Nach gründlichen Analysen und zahlreichen Überlegungen hat die Stadt Bad Wildungen im Juni 2023 die Freizeiteinrichtung Heloponte endgültig schließen müssen.

Die seinerzeit architektonisch hochwertige Freizeiteinrichtung, die 50 Jahre lang für zahlreiche Freizeitaktivitäten, wie das Hallenbad, die Saunalandschaft, die Außenschwimmbecken mit den großzügigen Liegewiesen und die Eisbahn, welche aber schon seit zwölf Jahren geschlossen ist, genutzt wurde, wies gravierende statische und bautechnische Mängel auf, so-dass die Schwimmhalle als einsturzgefährdet eingestuft wurde. Die Entscheidung, die Einrichtung zu schließen, wurde nach eingehender Begutachtung und der Feststellung, dass eine Sanierung im Bestand nicht möglich sei, im Sommer 2023 getroffen.

„Wir bedauern, dass wir diesen Schritt gehen mussten, aber die Sicherheit der Bürgerinnen und Bürger sowie die langfristigen Nutzungsmöglichkeiten sind uns sehr wichtig“, erklärt
Bürgermeister Ralf Gutheil. „Trotz der emotionalen Bedeutung dieses Ortes für viele war es notwendig, diesen Schritt zu gehen“.

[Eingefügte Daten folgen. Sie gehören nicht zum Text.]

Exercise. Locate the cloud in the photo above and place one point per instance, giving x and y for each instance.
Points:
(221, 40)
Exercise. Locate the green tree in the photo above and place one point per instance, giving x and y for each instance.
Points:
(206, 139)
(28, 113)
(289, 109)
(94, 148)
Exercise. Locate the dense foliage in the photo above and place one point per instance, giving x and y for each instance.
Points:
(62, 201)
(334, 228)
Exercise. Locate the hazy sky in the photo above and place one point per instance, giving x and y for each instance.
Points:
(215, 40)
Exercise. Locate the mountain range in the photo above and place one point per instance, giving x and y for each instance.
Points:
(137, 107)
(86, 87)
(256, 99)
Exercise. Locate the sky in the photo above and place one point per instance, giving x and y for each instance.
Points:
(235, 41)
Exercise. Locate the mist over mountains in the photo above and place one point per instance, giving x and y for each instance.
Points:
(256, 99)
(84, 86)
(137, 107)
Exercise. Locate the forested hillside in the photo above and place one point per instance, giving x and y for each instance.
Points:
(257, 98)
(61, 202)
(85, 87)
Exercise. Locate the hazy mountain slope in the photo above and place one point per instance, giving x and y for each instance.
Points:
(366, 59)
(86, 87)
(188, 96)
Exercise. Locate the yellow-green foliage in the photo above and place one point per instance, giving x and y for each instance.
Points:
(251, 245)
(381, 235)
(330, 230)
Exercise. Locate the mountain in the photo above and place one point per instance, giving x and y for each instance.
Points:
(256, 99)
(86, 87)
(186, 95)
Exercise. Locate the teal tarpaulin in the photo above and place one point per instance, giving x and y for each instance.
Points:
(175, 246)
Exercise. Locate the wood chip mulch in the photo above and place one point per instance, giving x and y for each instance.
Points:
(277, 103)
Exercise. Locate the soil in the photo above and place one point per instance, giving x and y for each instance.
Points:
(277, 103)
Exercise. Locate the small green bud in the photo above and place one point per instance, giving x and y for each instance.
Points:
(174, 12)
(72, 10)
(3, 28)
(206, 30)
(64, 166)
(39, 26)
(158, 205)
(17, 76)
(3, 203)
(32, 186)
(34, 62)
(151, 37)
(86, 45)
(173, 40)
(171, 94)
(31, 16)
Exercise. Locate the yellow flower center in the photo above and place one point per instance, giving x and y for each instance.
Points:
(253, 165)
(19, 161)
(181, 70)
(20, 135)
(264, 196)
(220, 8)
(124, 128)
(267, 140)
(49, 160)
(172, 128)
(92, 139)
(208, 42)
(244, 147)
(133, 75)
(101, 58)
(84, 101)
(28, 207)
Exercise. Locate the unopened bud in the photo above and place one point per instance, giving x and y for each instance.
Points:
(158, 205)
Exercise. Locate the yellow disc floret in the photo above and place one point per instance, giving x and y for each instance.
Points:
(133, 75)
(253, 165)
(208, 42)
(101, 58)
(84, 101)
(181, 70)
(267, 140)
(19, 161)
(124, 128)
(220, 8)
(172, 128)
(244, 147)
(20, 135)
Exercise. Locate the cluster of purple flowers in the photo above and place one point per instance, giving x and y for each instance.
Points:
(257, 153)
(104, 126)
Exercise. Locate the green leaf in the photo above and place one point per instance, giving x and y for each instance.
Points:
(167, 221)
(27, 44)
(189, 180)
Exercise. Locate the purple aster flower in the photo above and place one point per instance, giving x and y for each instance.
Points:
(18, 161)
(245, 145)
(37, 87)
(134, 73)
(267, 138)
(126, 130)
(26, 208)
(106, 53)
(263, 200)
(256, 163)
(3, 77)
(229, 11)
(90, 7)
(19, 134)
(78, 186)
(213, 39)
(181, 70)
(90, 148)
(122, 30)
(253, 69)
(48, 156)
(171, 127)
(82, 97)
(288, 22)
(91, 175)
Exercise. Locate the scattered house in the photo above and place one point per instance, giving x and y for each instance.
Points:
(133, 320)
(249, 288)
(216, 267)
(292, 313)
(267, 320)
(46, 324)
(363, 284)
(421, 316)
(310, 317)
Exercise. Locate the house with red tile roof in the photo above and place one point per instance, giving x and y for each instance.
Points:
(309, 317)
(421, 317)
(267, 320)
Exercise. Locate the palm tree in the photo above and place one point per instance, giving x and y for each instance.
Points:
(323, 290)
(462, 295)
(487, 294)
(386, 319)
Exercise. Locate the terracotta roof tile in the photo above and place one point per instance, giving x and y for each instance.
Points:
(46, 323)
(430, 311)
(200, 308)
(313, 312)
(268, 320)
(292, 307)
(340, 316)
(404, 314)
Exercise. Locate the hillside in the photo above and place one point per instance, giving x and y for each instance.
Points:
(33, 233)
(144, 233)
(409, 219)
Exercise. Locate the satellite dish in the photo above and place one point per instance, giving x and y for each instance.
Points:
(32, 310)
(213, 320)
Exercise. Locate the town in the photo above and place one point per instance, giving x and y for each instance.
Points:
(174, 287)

Nach intensiven politischen Beratungen und der Zustimmung durch die zuständigen Gremien hat die Stadt Bad Wildungen im November 2024 die Abbruchgenehmigung für den gesamten Komplex erhalten.

Seit Montag, 28.04.2025 hat nun eine regional ansässige Firma, welche nach dem Ausschreibungsverfahren den Zuschlag bekommen hat, mit der Umsetzung der Abbruchmaßnahmen begonnen. Die erste Phase umfasst die Baustelleneinrichtung sowie die Räumung des Gebäudekomplexes, einschließlich einer Schadstoffsanierung (Entfernen von Schadstoffen, wie z.B. Mineralwolle), die in erster Linie im Technikkeller durchgeführt wird. Um die Sicherheit während dieser Arbeiten zu gewährleisten, werden unter die abgängigen Leimholzbinder Abstützungen angebracht.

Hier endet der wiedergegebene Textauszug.